Management Algorithm for First-Time Patellar Dislocation
The management of first-time patellar dislocation should be primarily conservative unless specific indications for surgery are present. This approach is supported by current evidence showing equivalent functional outcomes between surgical and non-surgical management for most patients with first-time dislocations 1.
Initial Assessment
Radiographic Evaluation: Obtain anteroposterior and lateral knee radiographs as the initial imaging study 2
- Add patellofemoral view for better evaluation of patellar position and potential fractures
- Consider cross-table lateral view to detect lipohemarthrosis if intra-articular fracture is suspected
Indications for Advanced Imaging:
- MRI is indicated when there is suspicion of:
- Osteochondral fracture
- Substantial disruption of medial patellar stabilizers
- Associated internal derangement
- MRI is indicated when there is suspicion of:
Treatment Algorithm
Conservative Management (First-Line Treatment)

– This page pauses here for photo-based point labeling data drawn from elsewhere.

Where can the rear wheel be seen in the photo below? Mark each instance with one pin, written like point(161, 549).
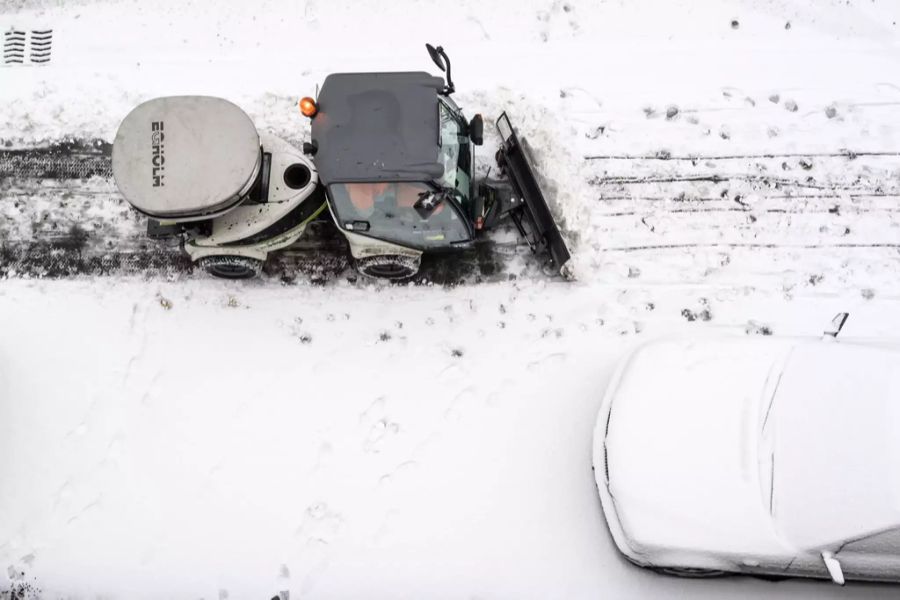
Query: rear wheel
point(393, 267)
point(231, 267)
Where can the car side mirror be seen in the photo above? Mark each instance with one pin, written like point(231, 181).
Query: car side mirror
point(834, 567)
point(476, 130)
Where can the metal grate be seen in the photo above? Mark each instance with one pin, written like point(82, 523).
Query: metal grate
point(41, 45)
point(14, 47)
point(27, 47)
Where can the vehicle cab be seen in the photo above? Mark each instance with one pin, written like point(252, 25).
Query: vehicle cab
point(395, 157)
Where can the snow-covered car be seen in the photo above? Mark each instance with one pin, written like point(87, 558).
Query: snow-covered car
point(777, 457)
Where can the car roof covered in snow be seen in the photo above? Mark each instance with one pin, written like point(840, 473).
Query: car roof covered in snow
point(378, 127)
point(836, 448)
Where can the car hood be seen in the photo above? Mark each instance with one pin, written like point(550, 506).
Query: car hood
point(682, 446)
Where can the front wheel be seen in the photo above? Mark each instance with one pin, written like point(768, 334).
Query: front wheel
point(231, 267)
point(393, 267)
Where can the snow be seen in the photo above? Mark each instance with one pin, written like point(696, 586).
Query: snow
point(835, 418)
point(683, 449)
point(183, 437)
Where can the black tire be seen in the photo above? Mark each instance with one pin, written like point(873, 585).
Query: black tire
point(690, 573)
point(231, 267)
point(393, 267)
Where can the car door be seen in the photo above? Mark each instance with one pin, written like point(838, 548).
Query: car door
point(874, 558)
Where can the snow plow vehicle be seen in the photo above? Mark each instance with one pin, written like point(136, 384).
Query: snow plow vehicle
point(391, 159)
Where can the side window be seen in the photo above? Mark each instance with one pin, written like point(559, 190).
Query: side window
point(388, 209)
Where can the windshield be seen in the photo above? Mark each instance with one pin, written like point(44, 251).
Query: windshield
point(455, 154)
point(387, 210)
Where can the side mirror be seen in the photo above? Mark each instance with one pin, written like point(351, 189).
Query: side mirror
point(442, 61)
point(476, 130)
point(837, 323)
point(434, 53)
point(834, 567)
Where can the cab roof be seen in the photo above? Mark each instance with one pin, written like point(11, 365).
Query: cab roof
point(378, 127)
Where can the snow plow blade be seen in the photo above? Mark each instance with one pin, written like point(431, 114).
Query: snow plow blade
point(538, 227)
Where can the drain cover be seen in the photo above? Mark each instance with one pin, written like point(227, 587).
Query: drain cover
point(22, 47)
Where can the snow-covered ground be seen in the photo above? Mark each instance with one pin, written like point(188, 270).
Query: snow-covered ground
point(192, 438)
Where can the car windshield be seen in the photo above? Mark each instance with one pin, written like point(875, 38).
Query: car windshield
point(389, 211)
point(455, 154)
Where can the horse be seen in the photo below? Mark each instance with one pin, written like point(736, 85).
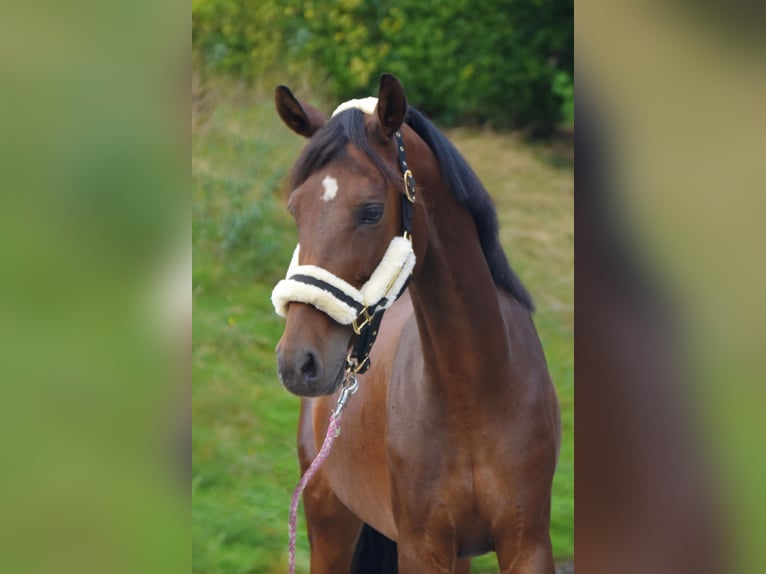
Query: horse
point(449, 447)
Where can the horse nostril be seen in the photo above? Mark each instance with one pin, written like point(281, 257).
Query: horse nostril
point(310, 367)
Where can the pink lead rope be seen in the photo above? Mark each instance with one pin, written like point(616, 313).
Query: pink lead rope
point(350, 386)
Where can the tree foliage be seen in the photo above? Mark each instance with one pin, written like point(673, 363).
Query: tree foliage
point(505, 62)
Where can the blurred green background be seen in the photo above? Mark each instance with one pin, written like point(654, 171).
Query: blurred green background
point(508, 65)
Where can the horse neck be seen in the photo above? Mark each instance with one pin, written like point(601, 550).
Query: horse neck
point(457, 307)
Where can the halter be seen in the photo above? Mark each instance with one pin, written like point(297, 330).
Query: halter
point(361, 308)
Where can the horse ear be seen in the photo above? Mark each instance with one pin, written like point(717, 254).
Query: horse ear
point(303, 119)
point(392, 105)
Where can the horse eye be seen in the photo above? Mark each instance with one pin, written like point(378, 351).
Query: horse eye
point(371, 213)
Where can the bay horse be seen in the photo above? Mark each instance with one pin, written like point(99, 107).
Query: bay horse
point(449, 447)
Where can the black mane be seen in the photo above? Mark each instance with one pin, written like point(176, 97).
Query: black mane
point(329, 143)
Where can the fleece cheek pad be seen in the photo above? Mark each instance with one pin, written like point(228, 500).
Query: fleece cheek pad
point(340, 300)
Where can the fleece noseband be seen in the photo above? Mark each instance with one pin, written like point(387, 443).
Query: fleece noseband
point(361, 308)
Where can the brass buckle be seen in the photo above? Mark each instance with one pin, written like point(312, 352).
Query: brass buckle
point(409, 193)
point(357, 327)
point(355, 368)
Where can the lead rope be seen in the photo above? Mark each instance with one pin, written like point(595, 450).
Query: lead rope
point(350, 386)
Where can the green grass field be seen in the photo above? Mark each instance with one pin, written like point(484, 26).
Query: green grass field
point(244, 462)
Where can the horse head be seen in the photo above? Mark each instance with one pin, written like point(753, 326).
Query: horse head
point(346, 201)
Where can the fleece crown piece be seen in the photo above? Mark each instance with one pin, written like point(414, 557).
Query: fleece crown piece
point(339, 299)
point(367, 105)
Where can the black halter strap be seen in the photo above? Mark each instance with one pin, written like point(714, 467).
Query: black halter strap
point(368, 321)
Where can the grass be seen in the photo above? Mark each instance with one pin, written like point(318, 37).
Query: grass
point(244, 463)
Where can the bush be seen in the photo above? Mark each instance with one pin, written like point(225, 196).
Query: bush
point(506, 63)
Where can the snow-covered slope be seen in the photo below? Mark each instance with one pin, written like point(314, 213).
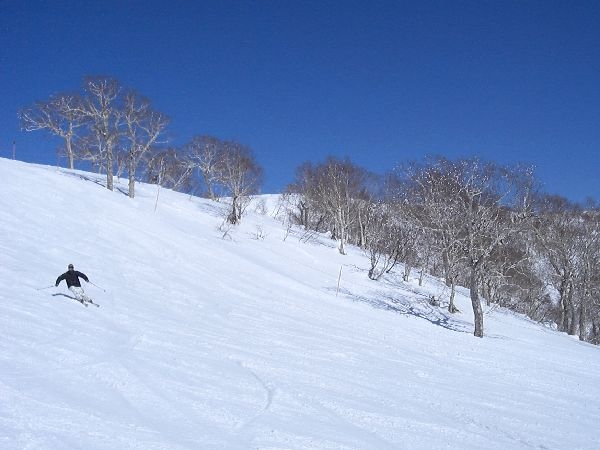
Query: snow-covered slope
point(207, 339)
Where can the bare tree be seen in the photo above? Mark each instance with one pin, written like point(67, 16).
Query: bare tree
point(101, 107)
point(472, 207)
point(206, 153)
point(61, 115)
point(143, 127)
point(240, 176)
point(336, 193)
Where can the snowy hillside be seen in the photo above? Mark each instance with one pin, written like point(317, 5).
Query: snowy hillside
point(240, 340)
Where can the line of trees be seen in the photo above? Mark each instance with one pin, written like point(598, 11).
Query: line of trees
point(474, 223)
point(118, 131)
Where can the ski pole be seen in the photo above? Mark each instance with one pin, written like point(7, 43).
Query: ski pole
point(103, 290)
point(47, 287)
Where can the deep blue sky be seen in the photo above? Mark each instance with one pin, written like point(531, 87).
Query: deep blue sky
point(381, 82)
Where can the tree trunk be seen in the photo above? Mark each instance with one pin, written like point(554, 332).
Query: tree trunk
point(476, 303)
point(70, 153)
point(109, 170)
point(131, 171)
point(451, 308)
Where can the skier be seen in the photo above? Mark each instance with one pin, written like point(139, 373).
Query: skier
point(72, 278)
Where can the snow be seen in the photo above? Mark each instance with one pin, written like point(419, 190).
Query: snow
point(239, 339)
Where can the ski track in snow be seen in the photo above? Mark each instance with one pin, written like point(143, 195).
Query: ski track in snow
point(207, 340)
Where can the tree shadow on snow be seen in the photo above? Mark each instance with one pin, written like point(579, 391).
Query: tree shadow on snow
point(66, 295)
point(419, 308)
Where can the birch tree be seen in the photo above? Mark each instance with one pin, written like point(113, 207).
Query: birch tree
point(102, 109)
point(143, 127)
point(61, 115)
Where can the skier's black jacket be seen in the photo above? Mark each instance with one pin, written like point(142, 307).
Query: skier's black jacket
point(72, 278)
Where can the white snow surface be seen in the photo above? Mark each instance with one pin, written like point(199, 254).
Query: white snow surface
point(241, 340)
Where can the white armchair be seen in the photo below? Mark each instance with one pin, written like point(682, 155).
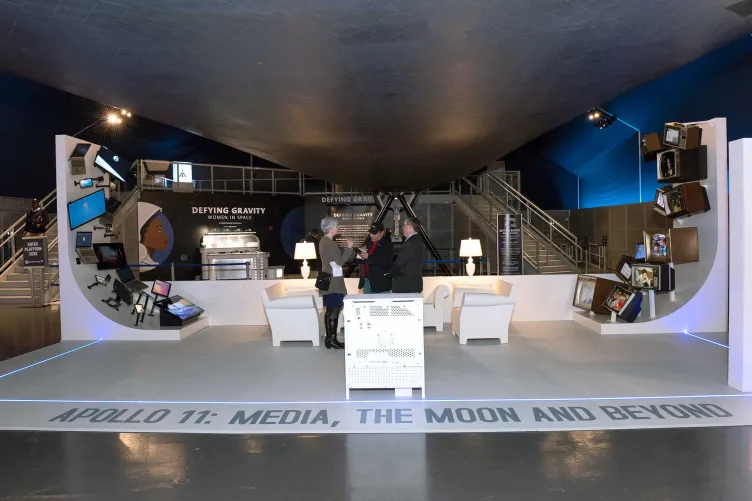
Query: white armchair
point(485, 314)
point(433, 307)
point(292, 317)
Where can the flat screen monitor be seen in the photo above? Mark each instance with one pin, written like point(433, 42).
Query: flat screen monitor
point(111, 163)
point(83, 239)
point(161, 288)
point(180, 307)
point(123, 292)
point(110, 256)
point(86, 209)
point(672, 135)
point(640, 251)
point(125, 274)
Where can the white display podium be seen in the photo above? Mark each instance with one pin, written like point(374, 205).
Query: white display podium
point(384, 343)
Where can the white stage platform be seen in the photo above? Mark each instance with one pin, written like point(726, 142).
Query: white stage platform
point(594, 382)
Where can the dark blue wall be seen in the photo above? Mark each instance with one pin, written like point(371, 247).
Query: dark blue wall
point(32, 114)
point(716, 85)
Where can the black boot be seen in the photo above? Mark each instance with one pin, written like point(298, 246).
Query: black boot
point(331, 324)
point(327, 329)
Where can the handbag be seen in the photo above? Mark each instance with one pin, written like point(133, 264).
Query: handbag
point(323, 281)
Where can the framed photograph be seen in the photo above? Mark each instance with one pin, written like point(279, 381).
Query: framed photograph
point(646, 276)
point(657, 246)
point(584, 292)
point(624, 269)
point(618, 298)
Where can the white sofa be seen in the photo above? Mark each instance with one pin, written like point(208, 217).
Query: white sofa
point(293, 315)
point(433, 307)
point(484, 313)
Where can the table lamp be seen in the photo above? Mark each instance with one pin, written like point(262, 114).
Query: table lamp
point(470, 248)
point(305, 251)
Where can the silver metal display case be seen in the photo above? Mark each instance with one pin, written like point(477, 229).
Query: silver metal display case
point(234, 249)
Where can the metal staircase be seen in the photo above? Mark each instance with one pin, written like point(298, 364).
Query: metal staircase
point(548, 247)
point(14, 280)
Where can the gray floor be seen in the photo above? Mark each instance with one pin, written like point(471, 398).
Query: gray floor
point(704, 464)
point(542, 360)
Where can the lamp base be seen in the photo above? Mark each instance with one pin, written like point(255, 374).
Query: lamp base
point(470, 267)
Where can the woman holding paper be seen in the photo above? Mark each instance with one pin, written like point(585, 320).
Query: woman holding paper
point(332, 260)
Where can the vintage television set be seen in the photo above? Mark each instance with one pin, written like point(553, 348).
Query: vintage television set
point(685, 245)
point(603, 287)
point(626, 303)
point(78, 159)
point(639, 254)
point(584, 292)
point(650, 146)
point(659, 201)
point(683, 137)
point(111, 163)
point(110, 256)
point(657, 246)
point(85, 209)
point(177, 311)
point(657, 277)
point(679, 166)
point(686, 200)
point(623, 270)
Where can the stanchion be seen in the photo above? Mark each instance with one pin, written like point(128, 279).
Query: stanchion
point(651, 301)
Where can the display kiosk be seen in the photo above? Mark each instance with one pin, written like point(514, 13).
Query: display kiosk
point(384, 343)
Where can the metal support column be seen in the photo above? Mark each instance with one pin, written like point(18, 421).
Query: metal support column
point(429, 244)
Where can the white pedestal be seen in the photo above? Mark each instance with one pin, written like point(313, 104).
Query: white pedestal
point(384, 343)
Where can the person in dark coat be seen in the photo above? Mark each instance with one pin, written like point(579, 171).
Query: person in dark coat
point(377, 262)
point(36, 219)
point(406, 271)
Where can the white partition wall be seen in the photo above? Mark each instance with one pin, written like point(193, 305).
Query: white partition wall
point(740, 282)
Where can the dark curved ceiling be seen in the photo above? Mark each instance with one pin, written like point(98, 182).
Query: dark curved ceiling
point(367, 93)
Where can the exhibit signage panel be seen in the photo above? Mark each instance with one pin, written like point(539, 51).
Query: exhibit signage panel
point(35, 252)
point(355, 212)
point(409, 416)
point(171, 225)
point(510, 259)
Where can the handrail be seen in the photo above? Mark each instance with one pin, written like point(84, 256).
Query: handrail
point(540, 212)
point(44, 203)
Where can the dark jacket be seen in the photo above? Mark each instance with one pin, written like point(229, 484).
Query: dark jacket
point(378, 265)
point(406, 269)
point(34, 218)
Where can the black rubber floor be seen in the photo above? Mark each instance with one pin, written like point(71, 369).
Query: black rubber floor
point(664, 465)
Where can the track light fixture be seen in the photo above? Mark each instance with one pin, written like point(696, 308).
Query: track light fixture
point(600, 117)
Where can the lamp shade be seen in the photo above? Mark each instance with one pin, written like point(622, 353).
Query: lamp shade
point(305, 250)
point(470, 248)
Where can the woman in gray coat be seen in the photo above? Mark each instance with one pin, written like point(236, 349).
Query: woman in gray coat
point(329, 252)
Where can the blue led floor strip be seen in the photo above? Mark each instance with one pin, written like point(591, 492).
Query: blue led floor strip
point(395, 401)
point(48, 359)
point(706, 340)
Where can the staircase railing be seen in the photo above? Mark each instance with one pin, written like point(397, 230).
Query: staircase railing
point(10, 235)
point(536, 258)
point(538, 219)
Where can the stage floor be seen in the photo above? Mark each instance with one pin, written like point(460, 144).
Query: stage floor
point(551, 375)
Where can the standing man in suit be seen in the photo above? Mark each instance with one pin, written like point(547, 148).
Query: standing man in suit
point(406, 270)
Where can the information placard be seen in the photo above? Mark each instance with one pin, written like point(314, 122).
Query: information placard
point(510, 260)
point(35, 252)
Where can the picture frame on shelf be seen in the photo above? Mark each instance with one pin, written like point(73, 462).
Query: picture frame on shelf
point(584, 292)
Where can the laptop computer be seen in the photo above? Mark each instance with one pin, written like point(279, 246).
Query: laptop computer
point(129, 280)
point(84, 247)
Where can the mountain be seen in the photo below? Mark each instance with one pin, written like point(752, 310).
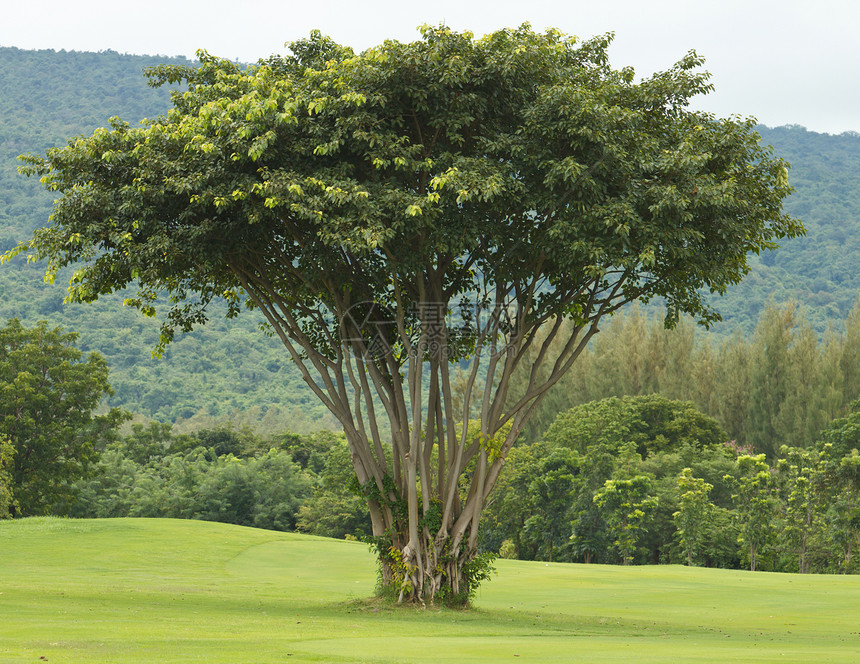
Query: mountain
point(47, 97)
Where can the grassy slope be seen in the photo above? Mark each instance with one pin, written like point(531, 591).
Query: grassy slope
point(179, 591)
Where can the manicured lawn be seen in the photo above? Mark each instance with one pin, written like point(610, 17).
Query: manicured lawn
point(139, 590)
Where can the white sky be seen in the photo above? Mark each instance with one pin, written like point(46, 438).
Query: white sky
point(782, 61)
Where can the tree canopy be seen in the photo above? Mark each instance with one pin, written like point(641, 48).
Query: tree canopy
point(415, 206)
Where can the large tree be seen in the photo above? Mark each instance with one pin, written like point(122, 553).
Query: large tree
point(413, 208)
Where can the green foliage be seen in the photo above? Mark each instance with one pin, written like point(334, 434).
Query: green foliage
point(301, 187)
point(777, 385)
point(337, 506)
point(694, 512)
point(228, 475)
point(626, 505)
point(7, 500)
point(49, 393)
point(755, 507)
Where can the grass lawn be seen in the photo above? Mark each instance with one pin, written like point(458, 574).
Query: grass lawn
point(141, 590)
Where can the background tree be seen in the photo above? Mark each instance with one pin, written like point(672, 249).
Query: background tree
point(7, 452)
point(415, 206)
point(48, 397)
point(693, 513)
point(755, 506)
point(626, 503)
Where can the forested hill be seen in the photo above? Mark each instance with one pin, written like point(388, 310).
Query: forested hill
point(47, 97)
point(822, 270)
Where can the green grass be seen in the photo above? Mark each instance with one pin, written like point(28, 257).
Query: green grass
point(139, 590)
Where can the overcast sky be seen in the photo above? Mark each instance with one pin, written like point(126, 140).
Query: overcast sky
point(781, 61)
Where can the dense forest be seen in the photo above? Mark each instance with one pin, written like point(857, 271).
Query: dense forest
point(228, 368)
point(226, 430)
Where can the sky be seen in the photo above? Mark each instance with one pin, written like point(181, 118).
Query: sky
point(781, 61)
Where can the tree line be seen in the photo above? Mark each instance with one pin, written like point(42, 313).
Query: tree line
point(649, 480)
point(779, 385)
point(642, 478)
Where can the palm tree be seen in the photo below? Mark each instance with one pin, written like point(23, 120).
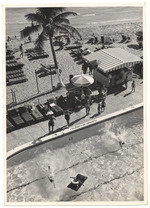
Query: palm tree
point(48, 21)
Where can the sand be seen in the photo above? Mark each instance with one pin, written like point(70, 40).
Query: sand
point(68, 64)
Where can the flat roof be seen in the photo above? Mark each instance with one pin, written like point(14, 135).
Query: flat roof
point(112, 59)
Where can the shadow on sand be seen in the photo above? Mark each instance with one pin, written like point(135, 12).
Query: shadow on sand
point(116, 90)
point(134, 46)
point(77, 120)
point(127, 94)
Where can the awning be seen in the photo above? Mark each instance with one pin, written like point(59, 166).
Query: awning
point(112, 59)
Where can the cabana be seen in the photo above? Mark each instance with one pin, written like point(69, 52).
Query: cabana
point(112, 66)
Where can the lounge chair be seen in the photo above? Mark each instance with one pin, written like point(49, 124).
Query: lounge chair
point(11, 61)
point(25, 115)
point(16, 71)
point(81, 179)
point(10, 76)
point(14, 65)
point(16, 80)
point(9, 57)
point(44, 109)
point(70, 47)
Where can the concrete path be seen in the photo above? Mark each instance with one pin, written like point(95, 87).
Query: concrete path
point(114, 102)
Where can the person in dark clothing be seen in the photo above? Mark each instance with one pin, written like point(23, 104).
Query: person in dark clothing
point(103, 106)
point(21, 50)
point(126, 82)
point(99, 108)
point(51, 123)
point(87, 106)
point(90, 69)
point(67, 117)
point(133, 86)
point(84, 67)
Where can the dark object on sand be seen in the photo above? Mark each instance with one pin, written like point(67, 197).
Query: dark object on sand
point(69, 47)
point(15, 118)
point(81, 179)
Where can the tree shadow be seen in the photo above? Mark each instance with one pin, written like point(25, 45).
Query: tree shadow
point(116, 90)
point(59, 49)
point(77, 59)
point(129, 93)
point(134, 46)
point(77, 120)
point(80, 62)
point(96, 114)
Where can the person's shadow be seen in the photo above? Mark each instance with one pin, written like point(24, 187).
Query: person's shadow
point(96, 114)
point(127, 94)
point(77, 120)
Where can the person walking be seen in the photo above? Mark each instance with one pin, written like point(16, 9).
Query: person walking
point(67, 117)
point(90, 69)
point(51, 123)
point(133, 86)
point(103, 106)
point(21, 50)
point(50, 176)
point(126, 82)
point(99, 108)
point(87, 106)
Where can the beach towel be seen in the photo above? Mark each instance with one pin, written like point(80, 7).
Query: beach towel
point(81, 179)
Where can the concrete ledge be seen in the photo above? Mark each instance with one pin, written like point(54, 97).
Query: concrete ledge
point(78, 127)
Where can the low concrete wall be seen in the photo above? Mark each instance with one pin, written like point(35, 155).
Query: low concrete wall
point(78, 127)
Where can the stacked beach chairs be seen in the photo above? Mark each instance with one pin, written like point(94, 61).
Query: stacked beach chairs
point(14, 72)
point(34, 53)
point(28, 115)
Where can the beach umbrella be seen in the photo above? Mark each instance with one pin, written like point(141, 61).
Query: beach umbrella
point(82, 80)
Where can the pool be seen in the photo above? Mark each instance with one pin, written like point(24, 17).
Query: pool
point(109, 154)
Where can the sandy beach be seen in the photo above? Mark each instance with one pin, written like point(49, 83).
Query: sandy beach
point(68, 64)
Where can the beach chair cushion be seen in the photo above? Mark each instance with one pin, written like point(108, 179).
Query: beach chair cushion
point(81, 179)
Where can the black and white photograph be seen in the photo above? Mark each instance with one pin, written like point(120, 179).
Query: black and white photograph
point(75, 104)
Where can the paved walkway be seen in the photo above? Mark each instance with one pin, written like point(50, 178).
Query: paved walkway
point(114, 102)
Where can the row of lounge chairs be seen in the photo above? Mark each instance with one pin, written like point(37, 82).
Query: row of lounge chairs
point(80, 52)
point(14, 72)
point(73, 46)
point(46, 70)
point(23, 116)
point(34, 53)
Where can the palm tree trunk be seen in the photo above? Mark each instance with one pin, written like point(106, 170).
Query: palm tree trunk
point(60, 82)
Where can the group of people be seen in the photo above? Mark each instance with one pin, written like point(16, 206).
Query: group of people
point(102, 99)
point(85, 67)
point(132, 84)
point(93, 39)
point(62, 40)
point(51, 122)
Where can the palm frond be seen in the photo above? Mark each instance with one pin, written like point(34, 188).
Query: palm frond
point(69, 29)
point(50, 11)
point(64, 15)
point(29, 30)
point(34, 17)
point(40, 40)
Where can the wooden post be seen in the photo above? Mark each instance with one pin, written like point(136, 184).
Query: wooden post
point(37, 82)
point(15, 96)
point(12, 93)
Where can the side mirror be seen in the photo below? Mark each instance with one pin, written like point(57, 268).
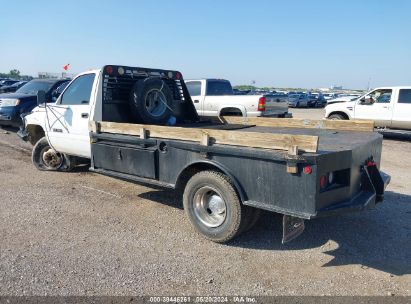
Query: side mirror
point(366, 100)
point(41, 98)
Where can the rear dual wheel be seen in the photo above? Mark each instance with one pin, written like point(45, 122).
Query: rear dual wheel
point(214, 208)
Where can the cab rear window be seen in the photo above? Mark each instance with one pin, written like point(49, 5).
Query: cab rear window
point(219, 87)
point(405, 96)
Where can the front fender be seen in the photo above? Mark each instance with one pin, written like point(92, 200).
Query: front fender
point(35, 118)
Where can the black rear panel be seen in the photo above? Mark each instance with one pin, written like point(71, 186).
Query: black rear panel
point(119, 80)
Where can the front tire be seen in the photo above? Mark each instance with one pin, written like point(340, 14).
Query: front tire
point(45, 158)
point(213, 206)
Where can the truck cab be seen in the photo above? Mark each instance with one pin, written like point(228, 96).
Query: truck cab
point(388, 107)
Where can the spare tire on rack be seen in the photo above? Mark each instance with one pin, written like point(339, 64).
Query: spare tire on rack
point(151, 101)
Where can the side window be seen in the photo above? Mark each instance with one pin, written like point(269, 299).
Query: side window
point(405, 96)
point(381, 96)
point(194, 88)
point(79, 91)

Immobilization Phase (0-2 weeks):
- Knee Brace: Use a removable knee brace that allows 0-30° of motion 3
- Weight-Bearing: Partial weight-bearing with crutches as tolerated
- Pain Management: NSAIDs (ibuprofen 1.2-2.4g daily or naproxen 500mg twice daily) 4
- Cryotherapy: Ice application for 15-20 minutes every 2-3 hours for acute pain relief 4
Early Rehabilitation Phase (2-4 weeks):
- Range of Motion: Progressive increase in allowed knee flexion
- Exercises: Begin quadriceps strengthening with isometric exercises
- Weight-Bearing: Progress to full weight-bearing as tolerated
Intermediate Rehabilitation Phase (4-8 weeks):
- Brace Discontinuation: Typically at 4 weeks post-injury
- Exercises: Progressive strengthening with focus on:
- Vastus medialis obliquus strengthening
- Hip abductor strengthening
- Proprioceptive training
- Eccentric strengthening exercises 4
Advanced Rehabilitation Phase (8-12 weeks):
- Functional Training: Sport or occupation-specific exercises
- Return to Activity Criteria:
- Complete resolution of pain
- Full range of motion
- Strength symmetry >90% compared to uninjured side
- Successful completion of functional tests 4
Surgical Management
Indications for Primary Surgical Intervention:
- Presence of osteochondral fracture
- Substantial disruption of the medial patellar stabilizers
- Laterally subluxated patella with normal alignment of contralateral knee
- Large loose bodies requiring removal 5
Surgical Considerations:
- MPFL (medial patellofemoral ligament) reconstruction is generally preferred over repair for better outcomes 6
- Address any underlying anatomical abnormalities that predispose to instability
Follow-Up Protocol
- 2-Week Follow-Up: Assess pain, swelling, and early range of motion
- 6-Week Follow-Up: Evaluate progress with rehabilitation and range of motion
- 12-Week Follow-Up: Assess readiness for return to full activities 4
Risk Assessment for Recurrent Dislocation
Factors associated with higher recurrence risk:
- Age <25 years
- Female gender
- Trochlear dysplasia
- Patella alta
- Increased TT-TG (tibial tubercle-trochlear groove) distance
- Generalized ligamentous laxity
Common Pitfalls to Avoid
- Prolonged Immobilization: Avoid immobilization beyond 4 weeks as it leads to quadriceps atrophy and worse functional outcomes 3
- Inadequate Rehabilitation: Failure to complete a structured rehabilitation program increases recurrence risk
- Missed Associated Injuries: Carefully evaluate for osteochondral injuries that may require surgical intervention
- Delayed Referral: Consider surgical consultation if no improvement after 6-8 weeks of conservative treatment 4
The evidence suggests that conservative management provides similar long-term outcomes to surgical intervention for most first-time patellar dislocations, with surgery primarily indicated for specific circumstances as outlined above 5, 7, 1.